L’opposizione di sinistra cercherà di accusare il governo d’aver favorito la vittoria di Hamas non sostenendo a sufficienza il (corrotto) regime del presidente Mahmoud Abbas (Abu Mazen). Ma si tratta di una critica assai debole. “I palestinesi non sono stupidi – nota Jeff Jacoby (Boston Globe, 29.01.06) – Se votano per mandare al potere un’organizzazione genocida con una piattaforma politica che discende direttamente dal Mein Kampf, è un insulto alla loro intelligenza sostenere che quello che in realtà vogliono è una migliore assistenza sanitaria. Non occorre l’estremismo islamista per far funzionare gli ospedali, come non occorreva il fascismo per far arrivare i treni in orario nell’Italia degli anni ’20. Se i palestinesi hanno votato in massa un partito che sostiene apertamente l’odio e le stragi, si può star certi che odio e stragismo hanno qualcosa a che fare con il loro voto”.
Né sembra beneficiare dell’exploit di Hamas la destra Likud, che pure ha costruito la propria campagna sulla denuncia del ritiro da Gaza come di un tragico errore, vero preludio alla nascita di uno stato terrorista alle porte di Israele. Kadima, spiega Pfeffer, ha ottimi argomenti da contrapporre, ricordando i fallimenti del governo Netanyahu (1996-99) nella lotta contro Hamas, e come invece oggi, proprio grazie al credito guadagnato con il ritiro da Gaza, l’indisponibilità di Israele a trattare con un’Autorità Palestinese controllata da Hamas goda di ampia comprensione internazionale. Soprattutto, Kadima può contare sul fatto che, come scrive Benziman, “la ragione morale per porre fine all’occupazione israeliana persiste, anche in queste circostanze, giacché l’occupazione causa ingiustizie, corrompe e lacera la società israeliana e ne danneggia lo sviluppo e la posizione internazionale. Governare su un altro popolo resta una ricetta per il disastro, porre fine all’occupazione resta il tema all’ordine del giorno, anche dopo le elezioni palestinesi”.
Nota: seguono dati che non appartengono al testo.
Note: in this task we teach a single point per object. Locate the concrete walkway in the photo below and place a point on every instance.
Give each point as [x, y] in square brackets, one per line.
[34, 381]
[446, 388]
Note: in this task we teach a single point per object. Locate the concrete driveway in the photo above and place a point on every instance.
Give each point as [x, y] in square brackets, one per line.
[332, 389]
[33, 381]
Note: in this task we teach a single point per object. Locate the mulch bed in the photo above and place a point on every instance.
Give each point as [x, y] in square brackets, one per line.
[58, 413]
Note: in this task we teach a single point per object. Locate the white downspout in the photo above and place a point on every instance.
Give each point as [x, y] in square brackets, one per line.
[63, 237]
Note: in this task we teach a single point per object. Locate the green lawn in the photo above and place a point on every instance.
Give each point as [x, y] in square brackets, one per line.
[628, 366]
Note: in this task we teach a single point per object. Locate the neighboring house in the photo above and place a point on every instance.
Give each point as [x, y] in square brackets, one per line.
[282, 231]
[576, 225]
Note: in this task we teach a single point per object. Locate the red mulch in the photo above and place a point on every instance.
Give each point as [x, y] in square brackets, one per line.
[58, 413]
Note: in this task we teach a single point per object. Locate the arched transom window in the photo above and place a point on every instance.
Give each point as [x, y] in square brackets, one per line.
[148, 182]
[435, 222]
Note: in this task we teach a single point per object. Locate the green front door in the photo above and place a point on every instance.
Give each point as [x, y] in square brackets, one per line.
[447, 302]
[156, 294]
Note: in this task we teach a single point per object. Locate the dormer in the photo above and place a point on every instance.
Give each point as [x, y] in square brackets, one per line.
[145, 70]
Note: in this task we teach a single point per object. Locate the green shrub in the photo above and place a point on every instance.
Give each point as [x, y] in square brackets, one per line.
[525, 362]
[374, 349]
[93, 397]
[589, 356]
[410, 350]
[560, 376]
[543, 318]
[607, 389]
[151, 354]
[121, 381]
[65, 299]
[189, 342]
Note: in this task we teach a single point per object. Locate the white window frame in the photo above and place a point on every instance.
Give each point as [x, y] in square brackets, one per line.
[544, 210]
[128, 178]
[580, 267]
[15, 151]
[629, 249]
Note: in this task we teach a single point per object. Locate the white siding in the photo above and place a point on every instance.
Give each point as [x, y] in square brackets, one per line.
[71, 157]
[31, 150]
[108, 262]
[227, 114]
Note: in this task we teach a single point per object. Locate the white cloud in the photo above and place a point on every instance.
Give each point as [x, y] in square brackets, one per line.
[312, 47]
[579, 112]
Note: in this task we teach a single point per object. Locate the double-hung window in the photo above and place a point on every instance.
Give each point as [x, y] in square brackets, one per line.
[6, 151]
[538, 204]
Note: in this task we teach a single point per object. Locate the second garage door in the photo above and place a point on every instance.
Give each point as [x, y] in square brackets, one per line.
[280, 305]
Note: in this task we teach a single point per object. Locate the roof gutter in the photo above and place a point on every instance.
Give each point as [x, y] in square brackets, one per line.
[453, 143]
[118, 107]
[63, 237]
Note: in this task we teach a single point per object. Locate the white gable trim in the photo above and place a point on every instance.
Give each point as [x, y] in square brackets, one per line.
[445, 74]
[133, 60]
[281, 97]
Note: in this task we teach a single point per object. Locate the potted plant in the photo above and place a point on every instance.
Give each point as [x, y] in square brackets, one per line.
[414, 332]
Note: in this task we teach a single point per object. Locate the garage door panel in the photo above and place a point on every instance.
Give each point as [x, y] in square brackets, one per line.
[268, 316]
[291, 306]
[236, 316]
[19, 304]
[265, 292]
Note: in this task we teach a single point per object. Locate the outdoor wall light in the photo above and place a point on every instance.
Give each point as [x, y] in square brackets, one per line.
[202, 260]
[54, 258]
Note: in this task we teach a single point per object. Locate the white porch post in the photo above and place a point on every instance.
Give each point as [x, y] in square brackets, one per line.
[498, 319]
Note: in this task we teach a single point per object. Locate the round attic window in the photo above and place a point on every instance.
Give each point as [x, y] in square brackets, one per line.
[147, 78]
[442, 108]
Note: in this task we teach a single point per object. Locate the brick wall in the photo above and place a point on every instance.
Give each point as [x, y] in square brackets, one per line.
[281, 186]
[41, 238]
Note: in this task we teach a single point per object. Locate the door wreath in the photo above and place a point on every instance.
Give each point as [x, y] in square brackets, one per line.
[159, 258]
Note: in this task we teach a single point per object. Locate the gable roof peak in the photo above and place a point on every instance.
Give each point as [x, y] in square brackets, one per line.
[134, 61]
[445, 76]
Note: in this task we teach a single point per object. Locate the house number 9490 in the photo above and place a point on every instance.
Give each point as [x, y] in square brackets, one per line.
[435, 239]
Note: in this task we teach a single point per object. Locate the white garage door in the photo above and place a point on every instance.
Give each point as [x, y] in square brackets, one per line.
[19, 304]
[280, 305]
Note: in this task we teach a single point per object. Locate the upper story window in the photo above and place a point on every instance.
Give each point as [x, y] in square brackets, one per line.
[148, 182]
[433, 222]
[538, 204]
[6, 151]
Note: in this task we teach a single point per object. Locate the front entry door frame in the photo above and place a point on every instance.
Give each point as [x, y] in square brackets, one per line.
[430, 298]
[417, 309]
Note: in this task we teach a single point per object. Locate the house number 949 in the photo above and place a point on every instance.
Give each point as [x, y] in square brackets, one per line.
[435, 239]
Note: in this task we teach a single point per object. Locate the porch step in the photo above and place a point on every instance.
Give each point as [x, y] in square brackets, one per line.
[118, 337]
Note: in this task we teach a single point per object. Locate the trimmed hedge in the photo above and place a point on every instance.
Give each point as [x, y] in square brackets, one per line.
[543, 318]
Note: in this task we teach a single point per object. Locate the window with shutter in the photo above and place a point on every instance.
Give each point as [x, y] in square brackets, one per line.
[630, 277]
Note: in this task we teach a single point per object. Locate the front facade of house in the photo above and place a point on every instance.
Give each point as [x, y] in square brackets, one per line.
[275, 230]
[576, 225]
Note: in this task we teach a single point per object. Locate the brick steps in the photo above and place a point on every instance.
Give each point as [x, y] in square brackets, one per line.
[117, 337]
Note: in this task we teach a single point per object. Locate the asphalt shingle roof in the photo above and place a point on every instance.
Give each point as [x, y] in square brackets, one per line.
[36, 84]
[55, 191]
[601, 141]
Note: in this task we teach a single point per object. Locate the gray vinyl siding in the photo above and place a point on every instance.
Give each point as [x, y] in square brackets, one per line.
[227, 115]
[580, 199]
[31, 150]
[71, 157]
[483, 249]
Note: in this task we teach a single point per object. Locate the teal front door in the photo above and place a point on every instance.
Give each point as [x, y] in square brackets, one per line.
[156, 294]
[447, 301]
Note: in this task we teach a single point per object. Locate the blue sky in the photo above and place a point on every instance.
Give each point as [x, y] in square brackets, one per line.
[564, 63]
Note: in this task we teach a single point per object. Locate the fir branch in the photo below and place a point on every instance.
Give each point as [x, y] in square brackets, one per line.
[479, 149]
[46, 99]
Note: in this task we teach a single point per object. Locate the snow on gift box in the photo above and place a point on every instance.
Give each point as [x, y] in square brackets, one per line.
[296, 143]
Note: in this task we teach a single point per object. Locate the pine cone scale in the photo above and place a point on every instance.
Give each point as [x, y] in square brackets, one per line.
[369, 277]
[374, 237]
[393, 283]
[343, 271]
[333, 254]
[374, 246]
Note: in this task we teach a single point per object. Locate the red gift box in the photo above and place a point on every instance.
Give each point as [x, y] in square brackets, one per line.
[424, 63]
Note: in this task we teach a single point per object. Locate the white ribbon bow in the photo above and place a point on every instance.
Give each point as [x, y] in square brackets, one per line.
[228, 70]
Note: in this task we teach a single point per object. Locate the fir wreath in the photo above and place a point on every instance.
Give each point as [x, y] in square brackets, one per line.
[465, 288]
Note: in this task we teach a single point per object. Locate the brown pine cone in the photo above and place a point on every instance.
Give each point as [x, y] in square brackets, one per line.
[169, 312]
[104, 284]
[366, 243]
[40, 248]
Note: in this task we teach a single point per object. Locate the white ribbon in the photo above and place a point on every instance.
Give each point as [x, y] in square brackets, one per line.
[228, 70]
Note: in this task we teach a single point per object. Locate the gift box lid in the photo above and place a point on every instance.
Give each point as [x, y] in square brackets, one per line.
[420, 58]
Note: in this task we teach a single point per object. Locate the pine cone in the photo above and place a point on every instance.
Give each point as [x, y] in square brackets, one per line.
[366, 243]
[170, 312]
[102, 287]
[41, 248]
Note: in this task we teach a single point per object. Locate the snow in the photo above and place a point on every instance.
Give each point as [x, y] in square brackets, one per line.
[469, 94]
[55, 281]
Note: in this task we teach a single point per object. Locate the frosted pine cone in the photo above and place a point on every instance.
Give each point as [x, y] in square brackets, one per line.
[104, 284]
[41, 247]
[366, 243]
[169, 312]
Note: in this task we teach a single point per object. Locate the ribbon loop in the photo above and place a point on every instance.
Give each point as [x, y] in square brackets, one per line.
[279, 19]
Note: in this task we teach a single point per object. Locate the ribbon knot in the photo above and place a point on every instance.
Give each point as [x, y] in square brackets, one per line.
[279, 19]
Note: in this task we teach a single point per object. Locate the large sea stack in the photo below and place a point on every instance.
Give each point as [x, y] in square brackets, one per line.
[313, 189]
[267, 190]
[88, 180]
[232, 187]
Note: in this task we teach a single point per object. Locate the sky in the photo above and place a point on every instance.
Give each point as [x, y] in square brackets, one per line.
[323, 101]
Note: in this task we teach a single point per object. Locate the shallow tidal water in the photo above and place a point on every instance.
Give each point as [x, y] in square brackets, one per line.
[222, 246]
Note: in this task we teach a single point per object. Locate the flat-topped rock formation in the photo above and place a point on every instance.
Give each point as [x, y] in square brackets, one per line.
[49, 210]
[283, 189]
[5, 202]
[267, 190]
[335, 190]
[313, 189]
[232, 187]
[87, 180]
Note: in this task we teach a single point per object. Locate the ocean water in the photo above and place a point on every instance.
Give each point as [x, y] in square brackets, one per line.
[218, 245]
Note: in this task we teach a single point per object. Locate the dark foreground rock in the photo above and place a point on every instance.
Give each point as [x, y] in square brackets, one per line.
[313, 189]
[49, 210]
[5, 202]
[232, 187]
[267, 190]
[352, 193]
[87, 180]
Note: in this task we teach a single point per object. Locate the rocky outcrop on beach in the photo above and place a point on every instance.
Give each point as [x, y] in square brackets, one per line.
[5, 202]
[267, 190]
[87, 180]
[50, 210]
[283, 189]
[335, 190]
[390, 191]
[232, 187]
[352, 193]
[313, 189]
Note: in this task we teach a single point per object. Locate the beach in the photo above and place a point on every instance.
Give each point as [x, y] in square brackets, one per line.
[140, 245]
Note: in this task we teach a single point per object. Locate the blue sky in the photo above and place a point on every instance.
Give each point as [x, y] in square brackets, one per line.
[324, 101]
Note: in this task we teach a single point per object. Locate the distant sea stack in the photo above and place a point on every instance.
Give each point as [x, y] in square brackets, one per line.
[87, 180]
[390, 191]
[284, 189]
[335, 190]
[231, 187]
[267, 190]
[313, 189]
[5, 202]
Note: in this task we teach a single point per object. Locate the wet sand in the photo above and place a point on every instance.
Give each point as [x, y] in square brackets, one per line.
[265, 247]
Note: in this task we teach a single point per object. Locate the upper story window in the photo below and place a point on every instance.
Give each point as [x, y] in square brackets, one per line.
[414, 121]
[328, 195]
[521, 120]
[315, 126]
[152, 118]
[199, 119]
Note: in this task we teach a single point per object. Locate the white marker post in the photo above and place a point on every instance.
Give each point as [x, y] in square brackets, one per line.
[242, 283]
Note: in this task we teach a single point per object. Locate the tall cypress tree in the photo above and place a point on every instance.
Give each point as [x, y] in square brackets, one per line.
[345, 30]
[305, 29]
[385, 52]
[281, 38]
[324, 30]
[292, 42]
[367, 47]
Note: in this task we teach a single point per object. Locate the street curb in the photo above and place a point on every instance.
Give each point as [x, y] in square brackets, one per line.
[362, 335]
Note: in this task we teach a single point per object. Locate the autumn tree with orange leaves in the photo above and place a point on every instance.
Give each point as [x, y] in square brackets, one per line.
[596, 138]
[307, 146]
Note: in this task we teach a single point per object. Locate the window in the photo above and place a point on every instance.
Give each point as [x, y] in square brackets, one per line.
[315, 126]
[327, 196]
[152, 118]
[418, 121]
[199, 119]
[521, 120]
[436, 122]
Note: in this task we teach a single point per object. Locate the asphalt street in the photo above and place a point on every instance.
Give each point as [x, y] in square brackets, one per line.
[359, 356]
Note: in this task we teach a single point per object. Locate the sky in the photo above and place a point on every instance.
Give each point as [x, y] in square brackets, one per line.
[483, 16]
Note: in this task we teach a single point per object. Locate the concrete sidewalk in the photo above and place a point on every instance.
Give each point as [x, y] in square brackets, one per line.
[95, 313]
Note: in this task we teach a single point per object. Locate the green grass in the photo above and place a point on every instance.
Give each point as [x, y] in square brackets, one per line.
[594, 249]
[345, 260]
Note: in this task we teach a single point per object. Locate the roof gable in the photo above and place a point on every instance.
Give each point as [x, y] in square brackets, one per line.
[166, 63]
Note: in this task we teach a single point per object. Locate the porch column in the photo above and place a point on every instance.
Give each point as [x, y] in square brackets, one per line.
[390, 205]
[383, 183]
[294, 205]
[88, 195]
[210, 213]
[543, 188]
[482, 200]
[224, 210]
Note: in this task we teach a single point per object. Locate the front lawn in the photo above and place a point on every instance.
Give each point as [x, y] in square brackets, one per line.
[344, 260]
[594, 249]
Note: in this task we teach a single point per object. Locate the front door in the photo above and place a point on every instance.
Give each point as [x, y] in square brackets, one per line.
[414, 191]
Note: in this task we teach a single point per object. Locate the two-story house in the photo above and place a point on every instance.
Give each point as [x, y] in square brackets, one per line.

Il primo video clip elettorale presentato da Kadima all’inizio di febbraio mostra varie scene classiche della storia del paese per culminare con le immagini di una soldatessa che accompagna via una colona israeliana da Gush Katif. “Il disimpegno – conclude Pfeffer – è stato un trauma per parecchi israeliani, ma non è tra questi che Kadima andrà a cercare i voti. Per tutto il resto dell’elettorato, ritiri disimpegni e sgomberi sono decisamente l’imperativo del momento. Paradossalmente, gli stessi scontri ad Amona possono convincere gli elettori che Olmert è altrettanto deciso di Sharon e suo degno erede. Dopo Amona, è difficile per la sinistra accusare Olmert di essere troppo tenero con i coloni, mentre il Likud, che deve riguadagnare voti al centro, non può permettersi di passare per l’alleato di gruppi eversivi che ingiuriano e aggrediscono i soldati israeliani”.